The production of tropospheric ozone begins with nitric oxide
(NO). NO is produced when nitrogen and oxygen are heated (in an
automobile engine for exampe) and react. The NO can then react
with oxygen to make nitrogen dioxide, a poisonous brown-colored
gas. Sunlight can dissociate (split) the nitrogen dioxide
molecule producing atomic oxygen (O) and NO. O and O2
react (just
as they do in the stratosphere) to make ozone (O3).
Because ozone
does not come directly from an automobile tailpipe or factory chimney,
but only shows up after a series of reactions, it is a secondary
pollutant. The nitric oxide would be an example of a
primary pollutant.
NO is produced early in the day. The concentration of NO2
peaks
somewhat later. Peak ozone concentrations are usually found in
the afternoon. Ozone concentrations are also usually higher in
the summer than in the winter. This is because sunlight plays a
role in ozone production and summer sunlight is more intense than
winter sunlight.
Ozone reacts with a hydrocarbon of some kind to make a product
gas. This product gas sometimes condenses to make a visible smog
cloud or haze.
The class demonstration of photochemical smog is summarized
below.
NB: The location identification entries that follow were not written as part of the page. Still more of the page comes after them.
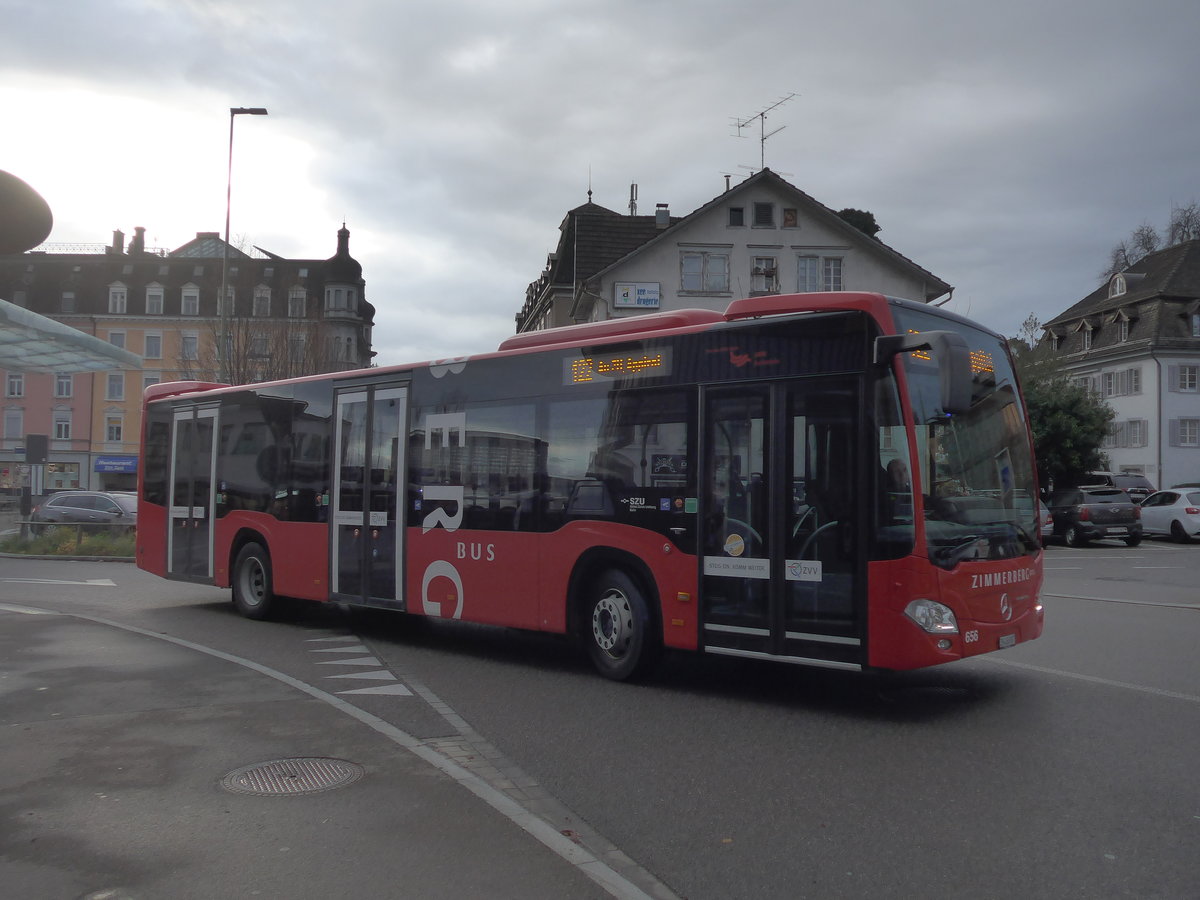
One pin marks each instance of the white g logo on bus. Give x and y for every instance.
(441, 569)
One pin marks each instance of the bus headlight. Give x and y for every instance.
(933, 617)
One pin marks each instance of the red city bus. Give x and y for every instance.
(841, 480)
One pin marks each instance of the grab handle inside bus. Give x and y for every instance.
(951, 354)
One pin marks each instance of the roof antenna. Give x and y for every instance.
(762, 127)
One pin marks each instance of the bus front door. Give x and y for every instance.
(192, 473)
(367, 532)
(783, 575)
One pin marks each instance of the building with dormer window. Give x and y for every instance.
(277, 321)
(1135, 342)
(760, 237)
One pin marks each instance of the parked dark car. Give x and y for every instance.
(1137, 486)
(1086, 514)
(118, 509)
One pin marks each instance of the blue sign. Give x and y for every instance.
(117, 463)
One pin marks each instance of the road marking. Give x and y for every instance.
(394, 689)
(359, 661)
(1095, 679)
(1117, 600)
(28, 610)
(90, 582)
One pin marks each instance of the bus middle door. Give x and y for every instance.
(371, 477)
(781, 569)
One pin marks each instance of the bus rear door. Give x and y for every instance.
(192, 481)
(370, 472)
(781, 574)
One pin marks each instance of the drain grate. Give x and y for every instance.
(283, 778)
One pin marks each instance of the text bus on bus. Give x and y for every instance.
(841, 480)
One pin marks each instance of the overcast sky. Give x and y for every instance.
(1005, 147)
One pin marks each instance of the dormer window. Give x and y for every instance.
(1086, 330)
(117, 298)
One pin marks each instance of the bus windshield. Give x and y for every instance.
(976, 469)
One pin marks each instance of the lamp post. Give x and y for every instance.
(222, 299)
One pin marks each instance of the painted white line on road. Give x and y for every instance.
(591, 865)
(1095, 679)
(28, 610)
(1119, 600)
(89, 583)
(397, 690)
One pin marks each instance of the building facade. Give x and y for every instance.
(761, 237)
(281, 318)
(1135, 342)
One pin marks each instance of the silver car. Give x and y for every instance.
(118, 509)
(1173, 513)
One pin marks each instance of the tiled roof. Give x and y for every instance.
(1161, 289)
(594, 238)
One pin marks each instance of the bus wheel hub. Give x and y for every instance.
(612, 623)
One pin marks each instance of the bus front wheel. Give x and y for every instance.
(619, 628)
(252, 593)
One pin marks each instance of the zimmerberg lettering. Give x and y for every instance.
(995, 580)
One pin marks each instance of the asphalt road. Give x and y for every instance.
(1060, 768)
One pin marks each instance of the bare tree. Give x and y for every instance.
(265, 349)
(1185, 225)
(1145, 239)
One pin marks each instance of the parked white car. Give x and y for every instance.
(1173, 513)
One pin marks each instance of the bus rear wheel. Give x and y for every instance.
(619, 628)
(252, 593)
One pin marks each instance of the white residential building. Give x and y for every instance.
(1135, 341)
(761, 237)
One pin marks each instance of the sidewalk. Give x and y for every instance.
(121, 760)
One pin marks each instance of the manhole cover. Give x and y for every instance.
(291, 777)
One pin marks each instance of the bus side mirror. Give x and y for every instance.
(951, 355)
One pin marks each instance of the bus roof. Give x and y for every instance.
(607, 331)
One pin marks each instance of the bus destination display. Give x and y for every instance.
(595, 369)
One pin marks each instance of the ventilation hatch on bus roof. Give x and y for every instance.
(595, 331)
(780, 304)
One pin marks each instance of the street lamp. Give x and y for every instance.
(222, 299)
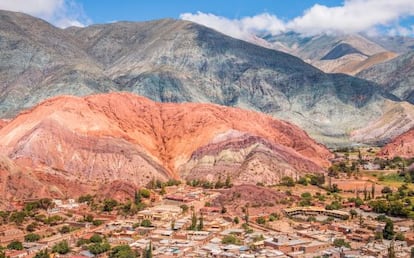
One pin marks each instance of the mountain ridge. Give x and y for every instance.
(179, 61)
(123, 137)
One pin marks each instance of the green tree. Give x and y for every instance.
(339, 242)
(42, 254)
(88, 218)
(287, 181)
(261, 220)
(163, 191)
(386, 190)
(96, 238)
(31, 227)
(99, 248)
(15, 245)
(146, 223)
(228, 183)
(200, 223)
(399, 236)
(122, 251)
(31, 237)
(86, 198)
(184, 208)
(391, 250)
(17, 217)
(61, 247)
(193, 225)
(230, 239)
(109, 205)
(148, 251)
(65, 229)
(145, 193)
(137, 198)
(353, 213)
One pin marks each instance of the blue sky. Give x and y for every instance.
(236, 18)
(133, 10)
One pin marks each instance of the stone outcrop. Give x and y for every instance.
(121, 137)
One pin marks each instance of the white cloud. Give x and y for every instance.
(62, 13)
(241, 29)
(352, 17)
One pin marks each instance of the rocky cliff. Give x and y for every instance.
(395, 76)
(178, 61)
(402, 146)
(121, 137)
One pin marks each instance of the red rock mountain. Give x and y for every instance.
(2, 123)
(402, 146)
(121, 137)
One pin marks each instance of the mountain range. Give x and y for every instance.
(180, 61)
(97, 142)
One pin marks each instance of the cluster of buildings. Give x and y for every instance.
(168, 231)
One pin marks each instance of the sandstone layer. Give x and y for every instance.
(121, 137)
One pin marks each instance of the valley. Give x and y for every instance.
(168, 138)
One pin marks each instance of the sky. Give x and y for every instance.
(235, 18)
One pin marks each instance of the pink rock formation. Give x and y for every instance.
(121, 136)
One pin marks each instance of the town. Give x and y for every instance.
(305, 217)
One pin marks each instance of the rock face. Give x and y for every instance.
(347, 54)
(397, 119)
(179, 61)
(402, 146)
(121, 137)
(396, 76)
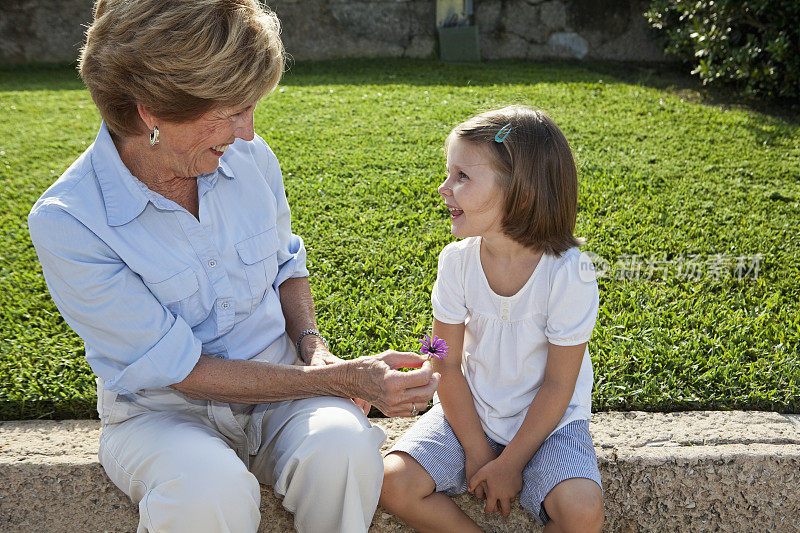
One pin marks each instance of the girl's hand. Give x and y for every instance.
(474, 462)
(503, 483)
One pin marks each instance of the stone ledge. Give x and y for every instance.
(696, 471)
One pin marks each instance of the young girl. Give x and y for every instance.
(516, 302)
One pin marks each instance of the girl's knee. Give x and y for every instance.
(576, 505)
(405, 482)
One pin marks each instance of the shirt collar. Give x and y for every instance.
(124, 196)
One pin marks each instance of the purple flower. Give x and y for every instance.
(436, 347)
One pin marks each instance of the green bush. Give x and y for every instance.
(754, 44)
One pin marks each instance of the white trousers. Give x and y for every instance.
(195, 466)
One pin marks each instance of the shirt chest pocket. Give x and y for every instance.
(180, 294)
(259, 255)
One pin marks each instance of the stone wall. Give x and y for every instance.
(52, 30)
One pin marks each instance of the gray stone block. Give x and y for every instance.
(697, 471)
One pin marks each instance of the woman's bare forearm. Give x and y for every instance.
(243, 381)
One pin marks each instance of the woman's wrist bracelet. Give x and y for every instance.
(308, 332)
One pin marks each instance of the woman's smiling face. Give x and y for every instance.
(470, 191)
(188, 149)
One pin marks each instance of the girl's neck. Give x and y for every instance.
(507, 264)
(502, 248)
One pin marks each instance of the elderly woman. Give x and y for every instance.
(167, 246)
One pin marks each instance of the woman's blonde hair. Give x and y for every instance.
(178, 58)
(536, 173)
We begin by using the UV lamp to fill the flask with
ozone. Then a few pieces of fresh lemon peel were added to the
flask. A whitish cloud quickly became visible (colored brown in
the figure below).
We next
briefly discussed the first experiment. With the experiment
materials students instructions concerning the experiment and also the
report they will write about the experiment.
The object of Experiment #2 is to measure the percentage oxygen
concentration in the air. A moist piece of steel wool is stuck
into a graduated cylinder and the open end of the cylinder is immersed
in a cup of water. Note water won't just enter the cylinder when
you try to immerse it. Air pressure keeps the water out.
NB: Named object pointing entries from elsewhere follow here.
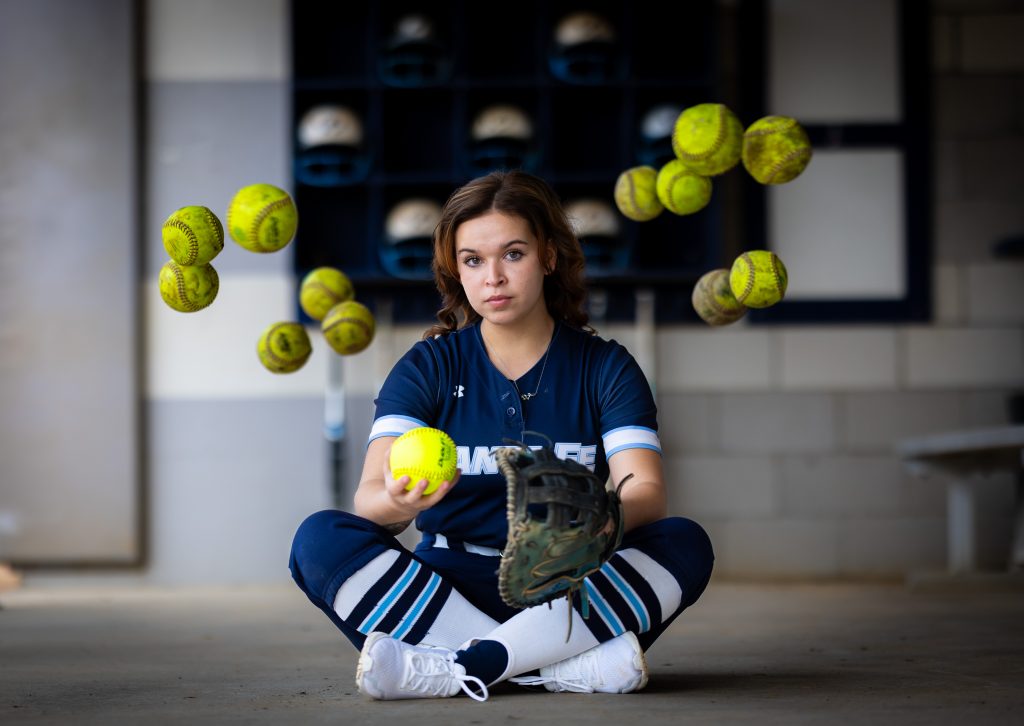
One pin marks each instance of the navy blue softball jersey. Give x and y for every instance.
(592, 400)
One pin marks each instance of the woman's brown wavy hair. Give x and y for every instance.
(529, 198)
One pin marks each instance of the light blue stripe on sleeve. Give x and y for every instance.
(393, 426)
(631, 437)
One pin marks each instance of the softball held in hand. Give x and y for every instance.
(758, 279)
(262, 218)
(424, 454)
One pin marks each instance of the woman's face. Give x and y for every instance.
(500, 268)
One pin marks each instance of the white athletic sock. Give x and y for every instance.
(536, 637)
(631, 592)
(395, 594)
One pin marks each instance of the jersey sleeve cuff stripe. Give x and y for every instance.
(631, 437)
(393, 426)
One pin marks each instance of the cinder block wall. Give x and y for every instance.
(778, 440)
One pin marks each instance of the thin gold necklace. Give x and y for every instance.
(524, 396)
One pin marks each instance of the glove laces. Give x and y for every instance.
(433, 673)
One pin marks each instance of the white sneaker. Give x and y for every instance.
(390, 670)
(616, 666)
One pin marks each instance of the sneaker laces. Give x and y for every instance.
(576, 674)
(433, 672)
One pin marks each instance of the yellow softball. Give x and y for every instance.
(714, 301)
(708, 138)
(284, 347)
(758, 279)
(188, 288)
(776, 150)
(636, 194)
(322, 289)
(193, 236)
(348, 327)
(262, 218)
(680, 189)
(424, 454)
You must first insert a piece of flexible tubing into the cylinder
(half inside half outside) and then immerse the cylinder. Lower
it until the water level can just be read on the cylinder scale then
remove the tubing. The experiment is underway.
Oxygen in the air inside the cylinder will react with the steel wool to
make rust. Oxygen is removed from the air sample. As this
occurs the water level will gradually rise (you should explain in your
report why removal of the oxygen causes the water level to
change). Eventually the water level will stop rising, this
indicates that all of the oxygen has been used up and that the
experiment is over.
Carbon monoxide (CO) is a colorless, odorless, toxic gas. It is a
primary pollutant that results from incomplete combustion (complete
combustion would produce carbon dioxide). The highest CO
concentrations are observed on winter mornings. CO is trapped in
stable morning surface inversion layers.